Und warum tun Sie, was sie tun, im Rahmen Ihrer unternehmerischen Aktivitäten?

Schauen Sie, mich hat mal jemand gefragt, was ist das Wichtigste, das ich jungen Menschen, die eine Firma gründen, empfehle? Ich habe ja auch Betriebswirtschaft studiert und – was noch viel wichtiger ist – drei Jahrzehnte Erfahrungen als Unternehmer machen dürfen. Aber am wichtigsten ist es, der Stimme des Herzens zu folgen. Wenn junge Leute darüber nachdenken: Was kann ich tun, damit ich schnell viel Geld verdiene; ein solches Vorhaben kann kein gutes Ende nehmen. Das Leben ist ein sehr langer Weg, da ist es entscheidend, aus welchen Quellen Du Deine Kraft schöpfst. Die Begeisterung, die aus einer tiefen Überzeugung rührt, ist die wichtigste Quelle, die wir haben. Wenn Du nur aus rationalen Gefühlen heraus handelst, aus der Gier nach Geld oder ähnlichem, diese Quelle versiegt eines Tages. Das hältst Du nicht durch.

Was begeistert Sie am allermeisten?

Ich glaube das Schönste ist, wenn man sich mit dem, was man tut und mit allem, was einen umgibt, verbunden fühlt. Mit allen Pflanzen und Lebewesen und mit allem um uns herum. Wenn man sich mit dem, was man tut, verbunden fühlen kann, ist das eine Gnade. Das hat mehr Bedeutung als das Erreichen bestimmter Ziele.

Ihre Firma steht ja auch für außerordentliche Qualität und Sie leisten in verschiedener Hinsicht Pionierarbeit. Sind Sie auch sehr ambitioniert, denn vermutlich liegt Ihnen an außerordentlicher Qualität, oder?

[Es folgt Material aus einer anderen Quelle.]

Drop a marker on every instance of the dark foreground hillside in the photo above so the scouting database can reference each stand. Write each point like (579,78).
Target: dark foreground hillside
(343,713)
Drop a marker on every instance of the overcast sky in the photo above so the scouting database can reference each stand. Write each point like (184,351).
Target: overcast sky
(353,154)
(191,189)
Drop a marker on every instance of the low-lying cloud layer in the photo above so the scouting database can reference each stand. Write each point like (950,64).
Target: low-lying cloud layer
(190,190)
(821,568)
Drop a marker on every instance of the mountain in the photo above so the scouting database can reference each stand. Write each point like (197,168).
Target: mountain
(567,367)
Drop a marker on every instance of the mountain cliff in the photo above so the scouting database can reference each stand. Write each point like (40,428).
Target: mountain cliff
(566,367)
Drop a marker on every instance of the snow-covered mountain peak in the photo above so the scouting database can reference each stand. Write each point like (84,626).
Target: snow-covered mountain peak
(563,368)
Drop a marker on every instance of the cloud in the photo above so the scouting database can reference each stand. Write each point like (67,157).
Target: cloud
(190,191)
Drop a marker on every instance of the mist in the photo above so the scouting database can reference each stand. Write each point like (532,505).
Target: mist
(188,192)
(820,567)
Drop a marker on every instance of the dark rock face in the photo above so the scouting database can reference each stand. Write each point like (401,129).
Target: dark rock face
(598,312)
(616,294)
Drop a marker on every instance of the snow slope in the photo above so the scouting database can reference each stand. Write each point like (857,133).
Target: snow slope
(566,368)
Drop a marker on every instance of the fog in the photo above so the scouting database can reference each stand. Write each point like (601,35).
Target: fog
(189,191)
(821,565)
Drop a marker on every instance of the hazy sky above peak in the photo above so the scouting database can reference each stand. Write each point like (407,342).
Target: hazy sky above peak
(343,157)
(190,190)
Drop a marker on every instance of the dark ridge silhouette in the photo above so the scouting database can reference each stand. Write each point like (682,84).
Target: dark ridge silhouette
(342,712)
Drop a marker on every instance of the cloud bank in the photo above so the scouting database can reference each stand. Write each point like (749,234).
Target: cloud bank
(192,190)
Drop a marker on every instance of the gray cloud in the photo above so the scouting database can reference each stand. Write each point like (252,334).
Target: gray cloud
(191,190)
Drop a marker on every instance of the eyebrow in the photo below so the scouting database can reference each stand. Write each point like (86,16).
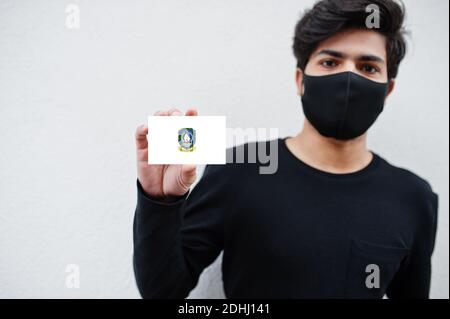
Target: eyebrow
(365,57)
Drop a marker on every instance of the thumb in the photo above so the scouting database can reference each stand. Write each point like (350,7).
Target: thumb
(188,175)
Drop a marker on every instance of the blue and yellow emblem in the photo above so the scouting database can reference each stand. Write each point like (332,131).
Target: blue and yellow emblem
(186,140)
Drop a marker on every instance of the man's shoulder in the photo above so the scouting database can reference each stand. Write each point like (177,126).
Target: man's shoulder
(247,159)
(406,181)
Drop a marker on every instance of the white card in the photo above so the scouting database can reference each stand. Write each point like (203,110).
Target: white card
(197,140)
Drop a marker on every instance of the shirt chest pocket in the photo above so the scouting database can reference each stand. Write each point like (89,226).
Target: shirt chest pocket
(371,268)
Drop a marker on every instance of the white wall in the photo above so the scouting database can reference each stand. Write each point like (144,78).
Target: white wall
(71,99)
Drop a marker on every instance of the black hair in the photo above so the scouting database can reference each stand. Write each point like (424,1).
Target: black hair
(328,17)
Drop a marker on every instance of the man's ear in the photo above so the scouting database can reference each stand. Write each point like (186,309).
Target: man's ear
(390,87)
(299,81)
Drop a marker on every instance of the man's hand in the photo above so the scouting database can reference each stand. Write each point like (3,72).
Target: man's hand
(163,182)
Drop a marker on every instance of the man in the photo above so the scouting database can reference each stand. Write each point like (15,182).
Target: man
(335,221)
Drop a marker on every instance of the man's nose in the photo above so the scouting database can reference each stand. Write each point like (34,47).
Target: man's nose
(350,66)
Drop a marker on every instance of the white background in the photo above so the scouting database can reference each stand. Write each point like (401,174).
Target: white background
(70,101)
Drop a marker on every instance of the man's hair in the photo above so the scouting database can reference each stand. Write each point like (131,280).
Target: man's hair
(328,17)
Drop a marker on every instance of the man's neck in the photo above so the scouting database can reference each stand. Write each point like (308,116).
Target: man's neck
(330,155)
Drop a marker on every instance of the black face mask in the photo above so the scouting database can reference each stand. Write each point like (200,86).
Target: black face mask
(344,105)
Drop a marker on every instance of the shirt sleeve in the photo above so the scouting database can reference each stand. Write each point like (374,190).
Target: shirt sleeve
(413,279)
(174,242)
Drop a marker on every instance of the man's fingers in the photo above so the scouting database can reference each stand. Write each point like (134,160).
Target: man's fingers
(188,175)
(174,112)
(161,113)
(141,137)
(192,112)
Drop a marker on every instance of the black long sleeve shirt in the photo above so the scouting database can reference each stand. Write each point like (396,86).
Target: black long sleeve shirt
(298,233)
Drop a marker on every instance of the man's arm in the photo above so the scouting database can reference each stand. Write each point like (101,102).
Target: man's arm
(174,242)
(413,279)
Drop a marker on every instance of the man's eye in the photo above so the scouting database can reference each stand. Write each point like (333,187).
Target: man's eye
(328,63)
(370,69)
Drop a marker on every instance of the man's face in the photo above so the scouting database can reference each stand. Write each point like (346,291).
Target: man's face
(353,50)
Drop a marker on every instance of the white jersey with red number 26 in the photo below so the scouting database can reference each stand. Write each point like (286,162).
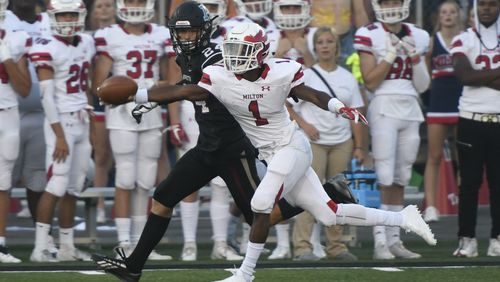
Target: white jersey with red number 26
(483,55)
(71,64)
(372,39)
(19,43)
(259,106)
(138,57)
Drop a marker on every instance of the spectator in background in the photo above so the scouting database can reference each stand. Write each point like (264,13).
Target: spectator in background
(477,65)
(392,67)
(103,14)
(442,113)
(343,15)
(330,136)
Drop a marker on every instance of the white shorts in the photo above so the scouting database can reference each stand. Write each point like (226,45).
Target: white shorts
(9,145)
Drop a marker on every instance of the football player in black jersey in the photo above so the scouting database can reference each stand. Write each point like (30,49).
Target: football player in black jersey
(222,150)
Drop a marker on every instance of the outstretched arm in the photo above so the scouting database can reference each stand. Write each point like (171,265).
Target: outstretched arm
(166,94)
(326,102)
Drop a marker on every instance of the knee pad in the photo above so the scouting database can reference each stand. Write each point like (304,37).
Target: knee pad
(265,196)
(125,171)
(220,194)
(58,184)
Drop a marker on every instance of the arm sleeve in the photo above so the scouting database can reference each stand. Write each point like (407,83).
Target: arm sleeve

Für mich ist Qualität kein Selbstzweck. Ich würde nicht sagen, dass wir Qualität bieten, um Mitbewerbern voraus zu sein. Wir bemühen uns, Entscheidung so zu treffen, dass es auch noch Generationen nach uns gute Entscheidungen gewesen sind. Wenn man so denkt, ergibt sich daraus glücklicherweise eine sehr, sehr hohe Qualität. Wenn Sie so denken, können Sie keinen Ramsch machen. Ein Haus oder Bauwerk muss gut für den sein, der es bekommt, ebenso wie für seine Kinder und Enkelkinder. Es darf kein Müll drin sein. Das Haus darf nicht belasten und die Betriebskosten müssen niedrig sein. Folglich muss ein Haus wartungsfrei und energieautark sein und dann ergeben sich Qualitätsmerkmale, die heute unsere Arbeit kennzeichnen und die mit Sicherheit weit über dem Niveau unserer Branche liegen. In unserer Wirtschaft verfolgen wir heute die falschen Rahmenbedingungen. Wenn die Maxime ist, möglichst kurzfristig Profit zu maximieren, kann das langfristig kein nachhaltig gutes Ergebnis zur Folge haben.

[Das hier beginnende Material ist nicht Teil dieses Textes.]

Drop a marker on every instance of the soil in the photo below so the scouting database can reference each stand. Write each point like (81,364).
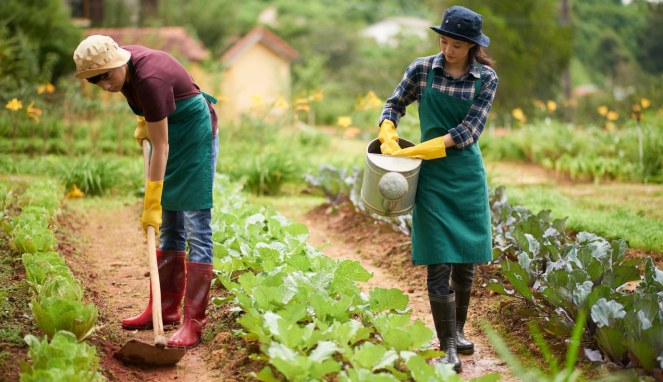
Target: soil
(386,253)
(105,250)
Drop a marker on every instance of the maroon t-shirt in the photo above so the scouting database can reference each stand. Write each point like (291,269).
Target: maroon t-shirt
(157,81)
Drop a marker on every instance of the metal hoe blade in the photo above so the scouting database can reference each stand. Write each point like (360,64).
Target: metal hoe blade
(136,352)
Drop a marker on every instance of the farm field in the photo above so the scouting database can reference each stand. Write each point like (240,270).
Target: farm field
(115,280)
(308,285)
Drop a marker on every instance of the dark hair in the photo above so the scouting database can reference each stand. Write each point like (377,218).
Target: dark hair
(479,54)
(98,77)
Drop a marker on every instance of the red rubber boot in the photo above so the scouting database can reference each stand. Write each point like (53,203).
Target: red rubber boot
(199,279)
(171,277)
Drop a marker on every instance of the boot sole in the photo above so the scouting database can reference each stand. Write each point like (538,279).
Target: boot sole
(147,327)
(465,351)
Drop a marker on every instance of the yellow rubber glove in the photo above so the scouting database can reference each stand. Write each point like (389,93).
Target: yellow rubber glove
(152,206)
(141,131)
(388,137)
(431,149)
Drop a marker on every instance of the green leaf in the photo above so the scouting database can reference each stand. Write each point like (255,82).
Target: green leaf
(352,269)
(606,313)
(519,278)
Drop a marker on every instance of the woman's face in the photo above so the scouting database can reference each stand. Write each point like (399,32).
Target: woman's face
(113,80)
(455,51)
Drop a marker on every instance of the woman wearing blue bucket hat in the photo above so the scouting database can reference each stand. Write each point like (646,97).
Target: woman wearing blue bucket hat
(451,229)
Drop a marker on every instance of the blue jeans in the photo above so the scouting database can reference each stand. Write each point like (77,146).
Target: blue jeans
(179,228)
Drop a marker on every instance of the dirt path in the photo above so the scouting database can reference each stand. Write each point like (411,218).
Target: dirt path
(108,256)
(370,244)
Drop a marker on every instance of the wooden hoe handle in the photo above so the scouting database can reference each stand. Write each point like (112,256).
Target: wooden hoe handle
(157,320)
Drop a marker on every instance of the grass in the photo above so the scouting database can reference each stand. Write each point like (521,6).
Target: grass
(615,211)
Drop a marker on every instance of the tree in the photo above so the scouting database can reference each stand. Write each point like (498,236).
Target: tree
(531,44)
(38,41)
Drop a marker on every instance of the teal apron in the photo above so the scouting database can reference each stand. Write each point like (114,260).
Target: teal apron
(451,217)
(189,174)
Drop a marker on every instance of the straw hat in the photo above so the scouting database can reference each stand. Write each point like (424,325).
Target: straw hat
(98,54)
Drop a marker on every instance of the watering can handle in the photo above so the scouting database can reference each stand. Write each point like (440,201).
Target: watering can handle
(157,320)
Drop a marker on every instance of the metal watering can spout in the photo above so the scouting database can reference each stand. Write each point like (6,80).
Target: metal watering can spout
(390,183)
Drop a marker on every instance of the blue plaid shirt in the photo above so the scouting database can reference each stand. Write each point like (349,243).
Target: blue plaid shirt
(413,84)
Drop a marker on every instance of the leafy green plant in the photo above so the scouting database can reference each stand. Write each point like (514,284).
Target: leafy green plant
(53,314)
(61,359)
(305,310)
(561,278)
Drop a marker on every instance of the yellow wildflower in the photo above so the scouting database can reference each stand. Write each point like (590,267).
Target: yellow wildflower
(317,96)
(519,114)
(539,104)
(281,103)
(344,122)
(46,88)
(74,193)
(14,105)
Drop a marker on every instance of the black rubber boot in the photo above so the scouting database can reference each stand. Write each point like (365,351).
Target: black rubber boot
(444,316)
(463,345)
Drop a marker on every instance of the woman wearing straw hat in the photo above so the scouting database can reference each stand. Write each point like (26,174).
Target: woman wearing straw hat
(451,217)
(181,125)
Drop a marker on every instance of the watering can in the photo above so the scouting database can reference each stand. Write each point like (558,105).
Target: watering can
(389,186)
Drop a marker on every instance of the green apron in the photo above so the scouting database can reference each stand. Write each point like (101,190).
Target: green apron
(451,216)
(189,174)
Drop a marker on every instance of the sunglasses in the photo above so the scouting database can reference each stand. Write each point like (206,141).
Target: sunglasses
(99,77)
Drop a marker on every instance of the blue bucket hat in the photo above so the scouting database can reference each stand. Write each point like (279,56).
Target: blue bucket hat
(463,24)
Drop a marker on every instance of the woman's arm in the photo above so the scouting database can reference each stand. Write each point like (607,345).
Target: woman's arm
(469,130)
(158,134)
(405,93)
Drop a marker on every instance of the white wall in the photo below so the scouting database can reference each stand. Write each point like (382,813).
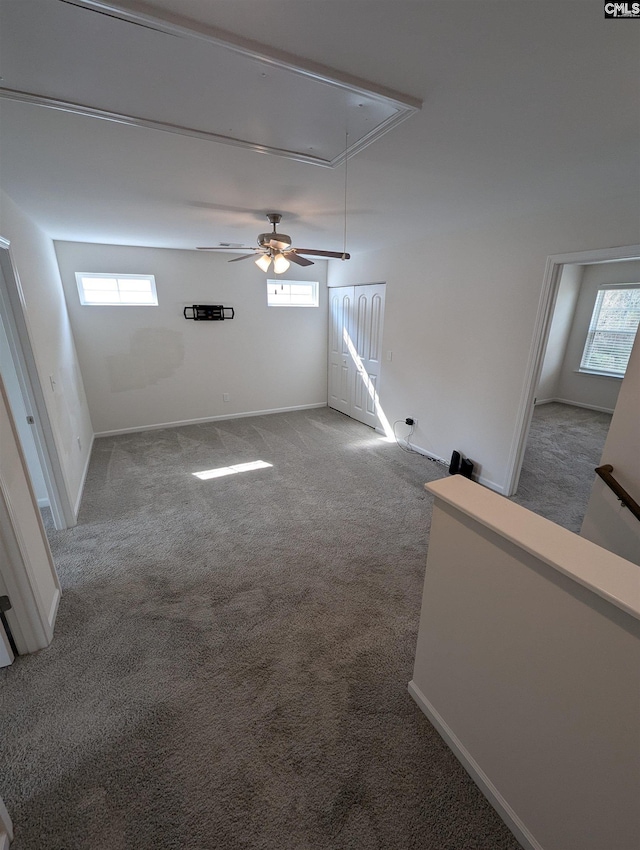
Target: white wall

Als Unternehmer tun Sie ja vieles anders als ein konventioneller Betrieb und verstoßen auch gegen Regeln, die heute in der Geschäftswelt gelten. Dazu braucht es auch Mut, oder?

Ja sicher.

Was hat Ihnen die Kraft verliehen, von Ihrem Weg überzeugt zu sein und diesen Weg konsequent zu gehen?

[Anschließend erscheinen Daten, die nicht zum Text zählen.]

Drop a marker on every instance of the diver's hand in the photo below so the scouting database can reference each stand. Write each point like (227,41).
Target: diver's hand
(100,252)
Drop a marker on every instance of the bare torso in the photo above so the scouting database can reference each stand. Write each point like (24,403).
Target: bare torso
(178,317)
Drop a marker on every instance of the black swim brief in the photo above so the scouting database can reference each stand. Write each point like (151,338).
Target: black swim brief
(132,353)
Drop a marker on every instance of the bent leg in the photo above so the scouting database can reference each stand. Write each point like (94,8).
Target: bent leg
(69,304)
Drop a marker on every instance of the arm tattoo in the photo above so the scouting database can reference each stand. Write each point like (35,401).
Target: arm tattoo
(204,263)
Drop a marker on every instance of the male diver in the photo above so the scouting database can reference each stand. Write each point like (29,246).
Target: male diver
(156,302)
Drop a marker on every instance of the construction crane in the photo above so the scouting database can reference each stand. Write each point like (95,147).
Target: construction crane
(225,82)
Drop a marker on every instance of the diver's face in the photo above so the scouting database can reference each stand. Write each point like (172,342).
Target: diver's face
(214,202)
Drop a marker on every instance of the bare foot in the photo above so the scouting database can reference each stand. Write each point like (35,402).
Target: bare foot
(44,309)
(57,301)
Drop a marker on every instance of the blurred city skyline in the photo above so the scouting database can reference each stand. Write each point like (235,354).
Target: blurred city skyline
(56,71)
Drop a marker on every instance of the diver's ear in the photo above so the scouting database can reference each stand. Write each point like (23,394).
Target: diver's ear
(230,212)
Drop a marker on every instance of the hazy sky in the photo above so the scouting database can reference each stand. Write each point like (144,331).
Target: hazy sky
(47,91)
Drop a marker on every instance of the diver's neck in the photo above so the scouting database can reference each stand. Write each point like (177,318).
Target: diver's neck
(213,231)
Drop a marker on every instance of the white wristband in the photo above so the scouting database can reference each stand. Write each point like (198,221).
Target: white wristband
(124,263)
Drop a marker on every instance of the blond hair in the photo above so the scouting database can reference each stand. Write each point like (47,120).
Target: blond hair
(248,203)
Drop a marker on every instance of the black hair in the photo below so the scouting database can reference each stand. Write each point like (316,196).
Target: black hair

Wie ich vorhin meinte, man muss sich immer die Frage stellen – und das ist eine sehr grundlegende Frage, die sich ein Mensch stellen kann – aus welchen Quellen schöpfe ich? Von der Beantwortung dieser Frage hängt ab, was man erreicht, ob man gesund bleibt oder krank wird und so weiter. Diese Frage ist von unglaublicher Tragweite. Ich habe es vorhin beschrieben: Wenn es einem Menschen gegönnt ist, oder wenn es ihm glückt, zu erkennen, es lohnt sich, eine Verbundenheit mit dieser Schöpfung anzustreben, dann stehen ihm oder ihr andere Kraftquellen zur Verfügung, als diejenigen, die man heute in der Wirtschaft kennt. Wenn der Antrieb dagegen nur aus der Zahl in einer Bilanz oder dem Shareholder-Value besteht, erscheint mir das eher armselig. Ich würde mich damit nicht begnügen. Das hat nichts mit unbescheiden sein zu tun, es ist einfach traurig, wenn ein Mensch sich damit zufrieden gibt, Geld anzuhäufen. Das Leben ist weiter und bunter. Die Seele soll mitwachsen. Es geht im Leben nicht nur darum, die materielle Ebene zu entwickeln, sondern auch die seelische. Die Seele soll so weit werden, wie das ganze Dasein. Das ist eigentlich ein Ziel, nicht das Anhäufen von materiellen Dingen.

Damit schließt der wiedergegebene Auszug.